The future of employee communications is going to be characterized by four key factors.
1. The future is fragmented. We already live in a multi-channel universe and it’s going to be even more so in the future. We’re entering an age where there is no single employee audience that can be reached easily through one or two channels – but rather many micro-audiences—clusters of employees with specific needs and unique expectations that will require a customized approach.
2. The future works in all directions. There have always been lots of ways to reach employees with information. What is really changing is there are more and more ways for employees to talk with each other about their employer, and to talk back to their leaders, and talk with their customers. Those who ignore this fact will do so at their peril.
3. The future is truthful. We are headed for a world where organizations will simply not be able to afford to be dishonest or uncommunicative. The speed, and the forced transparency that come with living in a wired world will quickly expose those who don’t treat their employees -- and their customers, investors and other stakeholders -- with the openness and respect they deserve.
4. The future is full of unlimited opportunity. The ability of technology to connect anyone with almost anyone else gives professional communicators an unprecedented amount of potential. Bad communication has always, and will always fail, but truly great communications will be more meaningful, more powerful, and more profoundly influential than ever before.
So what roles and skills to employee communicators need to thrive in this fragmented, unforgiving, and promising future? I say they’re the same things that have always separated great practitioners from the stupid corporate propagandists who give our profession a bad name.
To succeed, we need what we’ve always needed -- a sound set of values and principles … the intelligence to understand and interpret the needs of our organizations….and an ability to know our employee audiences – what they think, how they feel, and how we can effectively reach them.
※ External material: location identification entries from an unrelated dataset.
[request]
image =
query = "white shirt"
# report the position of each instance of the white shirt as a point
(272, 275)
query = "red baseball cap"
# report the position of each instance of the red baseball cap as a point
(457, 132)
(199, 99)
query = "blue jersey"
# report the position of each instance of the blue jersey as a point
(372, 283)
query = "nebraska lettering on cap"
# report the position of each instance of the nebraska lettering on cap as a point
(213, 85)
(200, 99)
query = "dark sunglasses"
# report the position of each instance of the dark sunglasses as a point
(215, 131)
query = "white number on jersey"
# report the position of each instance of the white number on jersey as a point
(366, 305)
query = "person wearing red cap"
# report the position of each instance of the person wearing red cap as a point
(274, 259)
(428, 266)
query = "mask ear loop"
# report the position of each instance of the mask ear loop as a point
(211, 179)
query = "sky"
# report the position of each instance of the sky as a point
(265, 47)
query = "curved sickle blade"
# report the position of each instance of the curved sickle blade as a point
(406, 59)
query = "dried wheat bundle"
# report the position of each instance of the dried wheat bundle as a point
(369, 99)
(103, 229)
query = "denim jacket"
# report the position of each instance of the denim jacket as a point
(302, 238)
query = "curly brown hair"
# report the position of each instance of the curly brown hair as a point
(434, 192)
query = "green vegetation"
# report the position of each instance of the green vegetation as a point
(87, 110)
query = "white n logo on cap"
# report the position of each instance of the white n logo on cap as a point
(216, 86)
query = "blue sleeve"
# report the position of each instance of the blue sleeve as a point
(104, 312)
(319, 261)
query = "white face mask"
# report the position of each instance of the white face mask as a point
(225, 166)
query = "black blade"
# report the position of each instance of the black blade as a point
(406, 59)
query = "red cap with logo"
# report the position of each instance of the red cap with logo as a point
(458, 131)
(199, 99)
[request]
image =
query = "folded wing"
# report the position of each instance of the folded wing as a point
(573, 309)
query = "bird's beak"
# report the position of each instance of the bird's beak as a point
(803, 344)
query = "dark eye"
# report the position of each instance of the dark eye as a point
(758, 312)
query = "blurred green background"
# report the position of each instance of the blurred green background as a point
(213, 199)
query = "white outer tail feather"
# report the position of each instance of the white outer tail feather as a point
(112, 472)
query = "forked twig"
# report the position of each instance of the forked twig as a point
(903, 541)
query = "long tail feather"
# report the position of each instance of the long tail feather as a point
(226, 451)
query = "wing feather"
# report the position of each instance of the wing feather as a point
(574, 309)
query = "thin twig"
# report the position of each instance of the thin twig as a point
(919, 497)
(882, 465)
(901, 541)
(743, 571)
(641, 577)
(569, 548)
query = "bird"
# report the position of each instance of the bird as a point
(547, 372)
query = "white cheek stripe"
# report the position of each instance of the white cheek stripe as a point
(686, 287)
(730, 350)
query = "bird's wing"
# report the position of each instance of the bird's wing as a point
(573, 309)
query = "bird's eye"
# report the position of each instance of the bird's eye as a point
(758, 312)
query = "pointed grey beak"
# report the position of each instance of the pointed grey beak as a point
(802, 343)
The future is different only in the fact that there will be many more ways to reach them than ever before – and even more ways for them to respond, positively or negatively, to what we do.
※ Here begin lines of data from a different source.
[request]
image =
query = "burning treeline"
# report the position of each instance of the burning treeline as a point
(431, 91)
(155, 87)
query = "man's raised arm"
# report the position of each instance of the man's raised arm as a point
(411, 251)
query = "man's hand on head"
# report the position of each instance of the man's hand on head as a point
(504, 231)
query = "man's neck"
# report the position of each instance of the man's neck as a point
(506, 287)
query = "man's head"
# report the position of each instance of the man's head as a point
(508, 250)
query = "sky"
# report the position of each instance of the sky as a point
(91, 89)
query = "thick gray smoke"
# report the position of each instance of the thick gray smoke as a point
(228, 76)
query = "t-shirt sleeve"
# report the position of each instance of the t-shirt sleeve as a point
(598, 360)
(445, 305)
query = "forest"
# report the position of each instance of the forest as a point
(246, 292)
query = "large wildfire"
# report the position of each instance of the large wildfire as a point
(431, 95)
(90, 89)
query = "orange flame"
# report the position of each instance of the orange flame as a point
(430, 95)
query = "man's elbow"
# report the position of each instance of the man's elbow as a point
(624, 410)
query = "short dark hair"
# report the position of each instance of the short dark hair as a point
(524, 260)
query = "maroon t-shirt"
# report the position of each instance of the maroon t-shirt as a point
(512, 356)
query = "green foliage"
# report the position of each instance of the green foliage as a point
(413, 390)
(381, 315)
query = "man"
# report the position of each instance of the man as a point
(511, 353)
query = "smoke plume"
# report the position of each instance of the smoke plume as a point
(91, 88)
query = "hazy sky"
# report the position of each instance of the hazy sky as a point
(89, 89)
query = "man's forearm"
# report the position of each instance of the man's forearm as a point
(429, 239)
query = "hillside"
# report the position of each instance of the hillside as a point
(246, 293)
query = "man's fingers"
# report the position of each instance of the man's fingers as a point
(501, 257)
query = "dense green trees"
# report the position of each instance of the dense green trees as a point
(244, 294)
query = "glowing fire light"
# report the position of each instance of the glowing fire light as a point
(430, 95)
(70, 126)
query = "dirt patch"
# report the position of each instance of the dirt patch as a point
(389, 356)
More fragmented, and more connected, than ever.
More global, and more local, at the same time.
It will be interesting to see how the new generation of communicators will cope with this emerging reality, this infinite matrix of intersecting communities.
For whom the podcast downloads, it downloads for thee.
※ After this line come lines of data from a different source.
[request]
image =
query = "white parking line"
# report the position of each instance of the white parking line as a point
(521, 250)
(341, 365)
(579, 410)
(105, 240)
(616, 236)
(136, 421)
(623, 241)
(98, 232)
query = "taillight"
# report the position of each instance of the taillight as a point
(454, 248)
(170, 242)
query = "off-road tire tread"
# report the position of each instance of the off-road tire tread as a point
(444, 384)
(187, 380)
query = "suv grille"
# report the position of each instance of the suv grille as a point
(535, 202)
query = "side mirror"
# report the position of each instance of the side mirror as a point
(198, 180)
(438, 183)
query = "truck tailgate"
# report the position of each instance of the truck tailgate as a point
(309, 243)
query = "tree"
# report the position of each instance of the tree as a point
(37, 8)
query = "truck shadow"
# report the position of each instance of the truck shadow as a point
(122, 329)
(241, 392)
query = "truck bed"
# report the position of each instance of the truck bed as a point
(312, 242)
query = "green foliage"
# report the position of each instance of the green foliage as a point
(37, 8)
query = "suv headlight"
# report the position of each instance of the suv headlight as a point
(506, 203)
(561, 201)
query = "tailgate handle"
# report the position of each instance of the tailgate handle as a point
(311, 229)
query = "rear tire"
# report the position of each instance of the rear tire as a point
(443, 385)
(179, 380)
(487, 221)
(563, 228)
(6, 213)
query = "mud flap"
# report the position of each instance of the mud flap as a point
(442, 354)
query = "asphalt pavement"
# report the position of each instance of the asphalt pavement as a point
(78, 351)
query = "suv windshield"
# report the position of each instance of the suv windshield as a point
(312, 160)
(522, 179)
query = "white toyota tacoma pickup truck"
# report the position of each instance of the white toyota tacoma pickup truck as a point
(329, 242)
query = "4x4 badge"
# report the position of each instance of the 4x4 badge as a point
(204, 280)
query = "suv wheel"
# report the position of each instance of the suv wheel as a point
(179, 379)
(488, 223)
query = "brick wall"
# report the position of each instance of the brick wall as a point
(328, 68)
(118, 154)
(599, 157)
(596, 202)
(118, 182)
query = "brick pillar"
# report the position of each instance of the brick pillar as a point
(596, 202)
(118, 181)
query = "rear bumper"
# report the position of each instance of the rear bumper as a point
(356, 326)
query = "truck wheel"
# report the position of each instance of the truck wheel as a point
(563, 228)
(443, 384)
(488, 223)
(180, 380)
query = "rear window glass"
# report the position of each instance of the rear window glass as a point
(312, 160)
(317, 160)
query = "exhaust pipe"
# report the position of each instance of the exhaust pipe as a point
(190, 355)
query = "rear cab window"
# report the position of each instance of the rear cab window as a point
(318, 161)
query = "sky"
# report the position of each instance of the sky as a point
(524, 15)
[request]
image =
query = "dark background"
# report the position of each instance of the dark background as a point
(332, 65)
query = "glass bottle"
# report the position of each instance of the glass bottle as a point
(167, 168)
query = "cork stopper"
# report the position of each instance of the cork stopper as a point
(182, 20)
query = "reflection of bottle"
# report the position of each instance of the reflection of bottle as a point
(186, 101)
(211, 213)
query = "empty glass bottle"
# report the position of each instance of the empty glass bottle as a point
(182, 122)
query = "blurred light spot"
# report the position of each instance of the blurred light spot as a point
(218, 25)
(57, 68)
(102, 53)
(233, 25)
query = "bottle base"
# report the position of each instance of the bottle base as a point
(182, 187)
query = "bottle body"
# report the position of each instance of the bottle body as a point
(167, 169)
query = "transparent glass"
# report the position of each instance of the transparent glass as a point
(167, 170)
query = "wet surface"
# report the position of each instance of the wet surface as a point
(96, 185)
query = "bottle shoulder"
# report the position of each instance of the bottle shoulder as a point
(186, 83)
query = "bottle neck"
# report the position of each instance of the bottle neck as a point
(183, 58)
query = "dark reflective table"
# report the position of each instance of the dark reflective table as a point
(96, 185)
Posted by: Ron Shewchuk | March 17, 2006 at 09:36 AM
Ron,
Great post, I think you hit the nail on the head when you talk about how changes in technology will make it more, not less, important to act intelligently. Accountability is a beautiful (albeit scary thing).
One thought. I think the most important thing about the future is the combination of #1 and #2, the seamless intergration of information flows.
Sure I work on a team of only a few people and much of what I work on has little relevance to the other people in my company. However, with the click of a button I can reach thousands of people, inside and outside the company. I can connect with people with similar interests, share information and post thoughts.
Thomas Friedman summed up these seeminlgy conflicting, but complementary ideas of fragmentation and increased connectivity with the idea of "The Lexus and the Olive Tree." Any large structure, be it a social group, a country or a business is going to have to deal with this inevitable movement.